Thursday, September 14, 2006

California's Exclusive Electorate


This morning's screaming front page headline in the San Francisco Chronicle read:
STATE VOTERS, NONVOTERS WORLDS APART, SURVEY FINDS
California's Growing Diversity Doesn't Extend to the Ballot Box.

I'm tempted to respond, yeah -- what else is new? After all, I put out the following in 1995 (using the previous year's figures) while developing a plan for a campaign against an initiative to outlaw affirmation action:

The California electorate (that fraction of the population which is eligible to be registered, is registered, and votes) is very different from the demographic picture presented by the state’s residents as a whole. For example, 14 percent of voters were between 18 and 29 years old, while actually 28% of Californians are in that age range. Only 14% of the electorate had household incomes of less than $20,000, compared to 26% of state households. Fully 50% of the voters were college graduates, as opposed to 20% of Californians over 18. Most strikingly, and saliently for the purposes of discussing the anti-affirmative action vote, though nearly half the state’s residents are members of the various communities of color, the electorate in 1994 was 81% white.

From that perspective, the Public Policy Institute of California (PPIC) study just released documents progress. By its reckoning, the segment of the electorate that is not white has jumped from 19 percent to 28 percent in the intervening years, while concurrently the state changed from roughly 52 percent white to more like 46 percent. Still, the PPIC paper once again amply demonstrates that the California electorate is out of phase with the population.
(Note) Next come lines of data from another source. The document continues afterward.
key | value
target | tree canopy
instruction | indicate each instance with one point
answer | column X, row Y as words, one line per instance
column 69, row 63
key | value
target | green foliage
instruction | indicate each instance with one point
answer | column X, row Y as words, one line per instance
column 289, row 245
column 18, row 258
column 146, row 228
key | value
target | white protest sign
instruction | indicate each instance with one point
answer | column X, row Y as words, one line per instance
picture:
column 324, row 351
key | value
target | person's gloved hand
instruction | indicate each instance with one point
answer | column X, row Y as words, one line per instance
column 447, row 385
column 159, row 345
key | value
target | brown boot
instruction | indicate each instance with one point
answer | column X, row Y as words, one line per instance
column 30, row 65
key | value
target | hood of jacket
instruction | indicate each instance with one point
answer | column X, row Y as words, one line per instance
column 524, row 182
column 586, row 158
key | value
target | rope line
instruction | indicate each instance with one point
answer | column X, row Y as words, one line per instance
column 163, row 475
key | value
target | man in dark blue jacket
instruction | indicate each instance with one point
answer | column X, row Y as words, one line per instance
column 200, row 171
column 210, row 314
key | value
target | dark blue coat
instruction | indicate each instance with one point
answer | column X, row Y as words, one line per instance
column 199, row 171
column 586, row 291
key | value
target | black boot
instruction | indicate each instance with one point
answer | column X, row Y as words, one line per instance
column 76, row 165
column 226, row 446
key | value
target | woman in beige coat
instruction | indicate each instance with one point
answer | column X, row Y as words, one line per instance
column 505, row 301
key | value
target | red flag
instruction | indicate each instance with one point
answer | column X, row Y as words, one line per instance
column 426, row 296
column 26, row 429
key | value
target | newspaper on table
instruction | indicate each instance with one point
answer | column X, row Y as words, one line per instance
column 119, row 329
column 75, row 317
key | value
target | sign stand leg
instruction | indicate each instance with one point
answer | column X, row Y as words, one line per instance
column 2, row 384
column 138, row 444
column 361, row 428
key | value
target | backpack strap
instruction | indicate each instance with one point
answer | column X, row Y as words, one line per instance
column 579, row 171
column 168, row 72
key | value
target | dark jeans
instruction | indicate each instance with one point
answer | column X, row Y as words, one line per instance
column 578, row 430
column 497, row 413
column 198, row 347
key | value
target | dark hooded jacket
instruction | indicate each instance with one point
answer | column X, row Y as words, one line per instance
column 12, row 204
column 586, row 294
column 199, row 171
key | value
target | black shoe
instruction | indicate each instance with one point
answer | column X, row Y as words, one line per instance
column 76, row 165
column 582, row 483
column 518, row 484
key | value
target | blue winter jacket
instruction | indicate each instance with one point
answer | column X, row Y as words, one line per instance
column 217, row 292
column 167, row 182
Where the PPIC study shines is in the attitudinal data integrated with the simple demographic facts. I tend to be skeptical of the notion that non-voters' attitudes are significantly different from voters' opinions, except possibly on such divisive hot button topics as the series of "white fright" wedge measures (anti-immigrant, anti-affirmative action, anti-bilingual education) the state endured in the 1990s. But this study homes in on economic attitudes, demonstrating clearly that non-voters would be willing to reopen the debate that pits taxation against public services and lean toward the latter. They would even overturn the destructive sacred cow of California politics, Prop. 13. This 1978 initiative freezes property taxes for long time homeowners, making the resources available to local governments dependent on the state government's also precarious fiscal health.

Before reading this study, I was unaware that most new voters register "decline to state" rather than choosing a political party.
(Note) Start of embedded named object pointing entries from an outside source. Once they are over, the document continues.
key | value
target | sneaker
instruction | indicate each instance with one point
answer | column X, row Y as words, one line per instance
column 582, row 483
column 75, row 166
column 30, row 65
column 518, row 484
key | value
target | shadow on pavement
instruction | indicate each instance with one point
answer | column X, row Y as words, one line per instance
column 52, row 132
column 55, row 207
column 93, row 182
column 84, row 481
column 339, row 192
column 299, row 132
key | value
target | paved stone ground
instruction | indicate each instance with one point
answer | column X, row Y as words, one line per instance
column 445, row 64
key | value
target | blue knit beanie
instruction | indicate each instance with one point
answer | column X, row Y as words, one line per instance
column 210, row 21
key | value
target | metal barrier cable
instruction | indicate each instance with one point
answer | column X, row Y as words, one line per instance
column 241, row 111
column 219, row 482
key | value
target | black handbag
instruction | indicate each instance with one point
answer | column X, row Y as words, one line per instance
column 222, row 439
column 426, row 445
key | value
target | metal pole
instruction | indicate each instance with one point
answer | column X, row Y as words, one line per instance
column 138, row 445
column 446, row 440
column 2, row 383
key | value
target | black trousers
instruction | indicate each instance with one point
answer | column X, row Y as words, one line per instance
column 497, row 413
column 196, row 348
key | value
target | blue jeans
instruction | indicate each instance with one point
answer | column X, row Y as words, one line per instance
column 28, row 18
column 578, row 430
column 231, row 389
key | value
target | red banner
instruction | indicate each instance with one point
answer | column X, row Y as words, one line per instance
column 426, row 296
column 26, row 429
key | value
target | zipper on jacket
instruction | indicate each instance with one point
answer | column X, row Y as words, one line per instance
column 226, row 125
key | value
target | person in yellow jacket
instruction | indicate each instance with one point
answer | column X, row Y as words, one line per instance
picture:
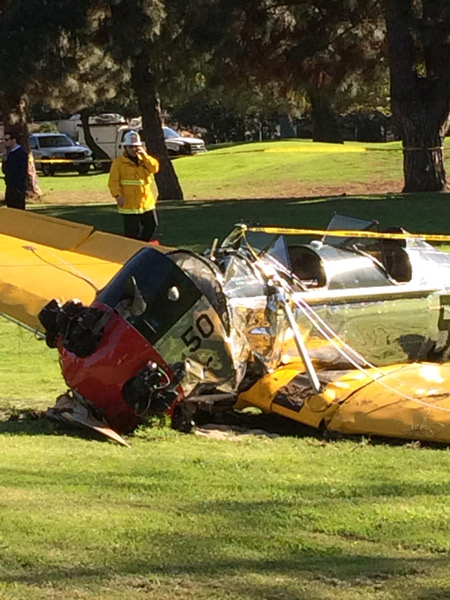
column 129, row 183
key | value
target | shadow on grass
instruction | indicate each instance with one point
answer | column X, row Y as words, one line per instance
column 299, row 569
column 29, row 422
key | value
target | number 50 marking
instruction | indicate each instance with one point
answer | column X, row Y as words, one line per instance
column 205, row 329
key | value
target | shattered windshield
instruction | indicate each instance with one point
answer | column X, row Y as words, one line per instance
column 151, row 292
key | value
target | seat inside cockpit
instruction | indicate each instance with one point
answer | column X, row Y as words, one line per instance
column 307, row 266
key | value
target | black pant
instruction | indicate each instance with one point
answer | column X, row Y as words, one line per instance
column 15, row 199
column 141, row 226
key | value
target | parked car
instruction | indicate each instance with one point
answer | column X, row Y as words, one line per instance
column 178, row 145
column 57, row 146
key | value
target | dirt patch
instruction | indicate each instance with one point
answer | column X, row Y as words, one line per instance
column 291, row 190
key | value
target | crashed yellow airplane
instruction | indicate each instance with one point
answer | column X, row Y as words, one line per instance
column 350, row 333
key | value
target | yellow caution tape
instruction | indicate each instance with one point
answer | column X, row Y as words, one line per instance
column 432, row 237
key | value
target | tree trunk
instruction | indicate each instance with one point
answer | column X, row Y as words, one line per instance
column 98, row 153
column 325, row 125
column 423, row 160
column 15, row 115
column 419, row 103
column 144, row 86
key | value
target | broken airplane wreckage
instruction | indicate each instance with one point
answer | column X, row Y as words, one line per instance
column 350, row 333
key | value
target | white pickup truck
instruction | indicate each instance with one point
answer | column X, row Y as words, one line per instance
column 110, row 138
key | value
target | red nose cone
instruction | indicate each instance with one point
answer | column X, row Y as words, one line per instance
column 100, row 377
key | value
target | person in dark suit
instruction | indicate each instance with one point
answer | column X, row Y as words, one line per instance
column 15, row 168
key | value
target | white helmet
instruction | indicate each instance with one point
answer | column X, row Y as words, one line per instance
column 131, row 138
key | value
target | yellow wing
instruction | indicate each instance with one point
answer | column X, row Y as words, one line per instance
column 44, row 258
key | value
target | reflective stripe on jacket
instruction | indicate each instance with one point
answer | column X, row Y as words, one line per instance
column 132, row 182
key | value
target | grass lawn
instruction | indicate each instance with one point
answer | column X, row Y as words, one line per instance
column 183, row 517
column 290, row 168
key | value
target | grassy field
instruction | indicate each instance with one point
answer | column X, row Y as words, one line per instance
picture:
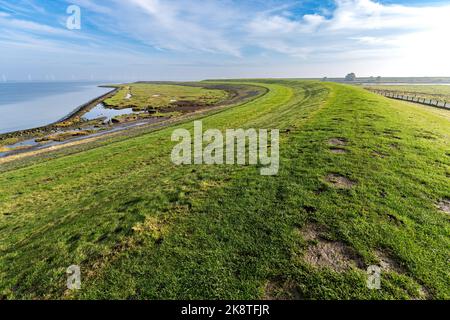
column 143, row 96
column 436, row 92
column 361, row 178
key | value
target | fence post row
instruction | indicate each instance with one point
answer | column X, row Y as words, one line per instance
column 431, row 102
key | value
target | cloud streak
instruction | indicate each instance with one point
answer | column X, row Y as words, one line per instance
column 227, row 32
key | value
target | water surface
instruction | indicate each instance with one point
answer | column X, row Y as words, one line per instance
column 35, row 104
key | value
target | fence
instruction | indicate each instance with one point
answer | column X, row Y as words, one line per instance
column 398, row 96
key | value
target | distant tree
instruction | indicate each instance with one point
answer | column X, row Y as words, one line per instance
column 350, row 77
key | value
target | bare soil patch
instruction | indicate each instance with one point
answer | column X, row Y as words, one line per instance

Political party membership has also declined over the past 16 years. The percentage of California adults registered as major party voters has dropped from 54 percent to 43 percent.... For the first time in modern California history, the majority of adults do not belong to one of the major parties.

This is not the case in the street level voter registration drives I see; most canvassers come home with a substantial majority of Democrats. Evidently other forms of registration including motor voter and mail-in don't have the same results.
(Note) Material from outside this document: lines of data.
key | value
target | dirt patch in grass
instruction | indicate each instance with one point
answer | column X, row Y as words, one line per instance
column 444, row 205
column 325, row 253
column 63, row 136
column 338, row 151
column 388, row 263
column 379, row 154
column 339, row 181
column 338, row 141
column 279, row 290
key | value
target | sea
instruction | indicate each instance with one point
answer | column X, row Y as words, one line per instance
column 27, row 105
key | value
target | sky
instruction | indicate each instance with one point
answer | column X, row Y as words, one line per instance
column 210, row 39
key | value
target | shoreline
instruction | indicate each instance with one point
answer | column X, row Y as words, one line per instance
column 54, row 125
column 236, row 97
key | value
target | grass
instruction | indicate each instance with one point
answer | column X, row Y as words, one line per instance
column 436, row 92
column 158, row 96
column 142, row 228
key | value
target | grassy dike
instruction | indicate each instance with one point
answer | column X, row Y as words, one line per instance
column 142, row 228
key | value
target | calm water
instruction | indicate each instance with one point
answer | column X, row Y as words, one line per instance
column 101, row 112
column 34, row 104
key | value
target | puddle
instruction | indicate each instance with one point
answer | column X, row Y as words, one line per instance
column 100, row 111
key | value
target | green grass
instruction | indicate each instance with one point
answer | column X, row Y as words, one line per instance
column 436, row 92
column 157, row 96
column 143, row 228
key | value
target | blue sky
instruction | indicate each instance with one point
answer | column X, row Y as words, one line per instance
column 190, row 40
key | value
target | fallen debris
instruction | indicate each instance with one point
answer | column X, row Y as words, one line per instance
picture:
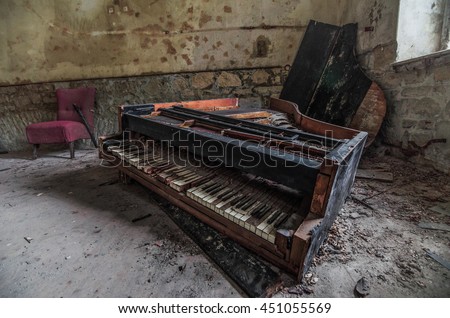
column 142, row 245
column 140, row 218
column 362, row 202
column 295, row 291
column 434, row 226
column 438, row 259
column 442, row 208
column 362, row 288
column 375, row 175
column 111, row 182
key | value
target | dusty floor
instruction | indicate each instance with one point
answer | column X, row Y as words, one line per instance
column 69, row 230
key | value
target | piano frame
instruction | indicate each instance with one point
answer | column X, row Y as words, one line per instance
column 292, row 252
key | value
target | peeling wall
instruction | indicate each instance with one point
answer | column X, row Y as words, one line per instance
column 418, row 94
column 21, row 105
column 45, row 40
column 159, row 50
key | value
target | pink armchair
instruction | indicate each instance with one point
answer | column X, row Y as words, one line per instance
column 69, row 126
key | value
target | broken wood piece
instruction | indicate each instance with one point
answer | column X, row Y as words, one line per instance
column 251, row 115
column 438, row 259
column 375, row 175
column 434, row 226
column 140, row 218
column 362, row 288
column 108, row 183
column 362, row 202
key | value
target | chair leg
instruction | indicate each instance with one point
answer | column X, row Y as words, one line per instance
column 72, row 150
column 35, row 148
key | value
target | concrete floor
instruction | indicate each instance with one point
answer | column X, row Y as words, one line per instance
column 67, row 230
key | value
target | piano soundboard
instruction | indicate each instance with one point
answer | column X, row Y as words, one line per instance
column 281, row 212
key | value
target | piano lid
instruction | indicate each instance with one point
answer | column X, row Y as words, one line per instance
column 327, row 83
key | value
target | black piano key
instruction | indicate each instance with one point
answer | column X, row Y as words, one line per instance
column 220, row 196
column 214, row 187
column 216, row 190
column 236, row 200
column 241, row 203
column 281, row 221
column 274, row 217
column 228, row 196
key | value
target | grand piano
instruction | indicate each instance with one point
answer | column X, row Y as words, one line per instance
column 273, row 179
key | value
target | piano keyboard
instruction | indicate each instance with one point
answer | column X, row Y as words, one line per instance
column 251, row 202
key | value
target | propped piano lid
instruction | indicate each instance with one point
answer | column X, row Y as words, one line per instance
column 326, row 82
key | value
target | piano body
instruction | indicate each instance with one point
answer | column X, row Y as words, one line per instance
column 273, row 180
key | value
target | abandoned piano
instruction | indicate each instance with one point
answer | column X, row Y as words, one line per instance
column 273, row 180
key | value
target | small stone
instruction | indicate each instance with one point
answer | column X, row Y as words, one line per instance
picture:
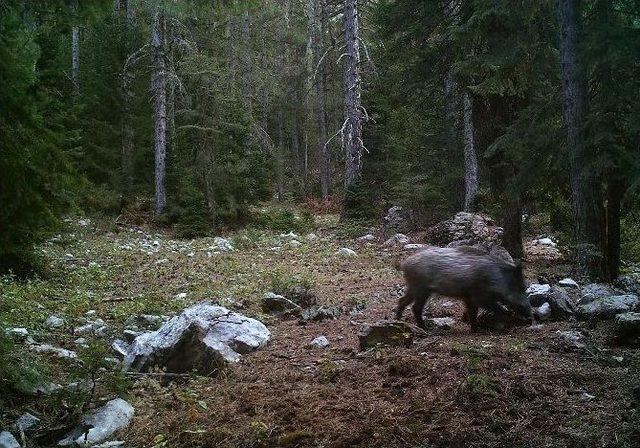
column 568, row 283
column 346, row 252
column 572, row 338
column 18, row 332
column 100, row 424
column 386, row 333
column 543, row 312
column 399, row 239
column 319, row 342
column 441, row 322
column 120, row 347
column 8, row 441
column 366, row 238
column 26, row 421
column 54, row 322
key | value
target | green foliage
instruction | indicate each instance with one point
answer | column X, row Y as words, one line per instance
column 282, row 219
column 37, row 174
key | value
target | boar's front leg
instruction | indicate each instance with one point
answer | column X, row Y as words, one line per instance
column 403, row 302
column 418, row 308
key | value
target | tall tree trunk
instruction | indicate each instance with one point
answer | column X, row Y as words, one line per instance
column 470, row 158
column 159, row 87
column 352, row 133
column 585, row 188
column 75, row 52
column 318, row 18
column 127, row 138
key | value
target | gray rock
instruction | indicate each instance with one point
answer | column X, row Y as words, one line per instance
column 54, row 322
column 120, row 347
column 628, row 324
column 101, row 423
column 543, row 312
column 366, row 238
column 26, row 422
column 538, row 294
column 595, row 291
column 319, row 342
column 416, row 246
column 571, row 338
column 8, row 441
column 392, row 333
column 130, row 335
column 223, row 244
column 346, row 252
column 18, row 332
column 607, row 307
column 561, row 305
column 399, row 239
column 275, row 303
column 57, row 351
column 568, row 283
column 441, row 322
column 202, row 338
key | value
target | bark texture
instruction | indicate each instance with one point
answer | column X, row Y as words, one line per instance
column 352, row 132
column 159, row 87
column 585, row 186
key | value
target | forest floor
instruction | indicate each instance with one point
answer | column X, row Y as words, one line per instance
column 523, row 388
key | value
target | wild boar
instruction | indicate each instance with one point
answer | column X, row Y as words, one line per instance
column 479, row 279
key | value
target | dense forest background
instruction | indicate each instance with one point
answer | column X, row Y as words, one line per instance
column 189, row 112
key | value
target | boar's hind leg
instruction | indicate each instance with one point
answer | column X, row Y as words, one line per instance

This survey doesn't explore why new voters are choosing "decline to state." I can speculate based on a combination of anecdote and experience:
  • Some new citizens don't want to risk public affiliation with a "side." They want to keep their heads down.
  • Because of extreme gerrymandering, almost no state legislative seats or Congressional seats are competitive. Local elections in many jurisdictions are non-partisan. Voters consequently have little sense that party identification means much, except perhaps in Presidential primaries.
  • Candidates, whether responding to voter preference or out of timidity, seldom emphasize their party. If the standard bearers don't think party is important, why should the voters?
  • Local party structures are close to non-existent in most areas so they aren't out there bringing in party-identified voters. A great deal of the registration funding and work that does exist passes through non-profit organizations that are precluded by law from encouraging party affiliation.
The overall message of the PPIC study is that democratic (small d) government is at risk when the electorate is so very unrepresentative and different from the population as a whole. That seems very right. The remedies proposed -- streamlined citizenship procedures, easier registration, more prosperity, better education -- seem improbable. The study mentions but does not emphasize one of the profound disincentives to most efforts to increase voter participation:

Growth and change in the electorate could initially result in more political instability, as elected officials, candidates, parties, and initiative campaigns reach out to a larger, more diverse, less partisan, and unpredictable electorate.

That is, all players in the current system have at least some incentive to keep the unrepresentative, but well understood, electorate that we have. The people likely to need and want structural change aren't voting. Changing that is a long project, the work of a political generation, not a four year election cycle.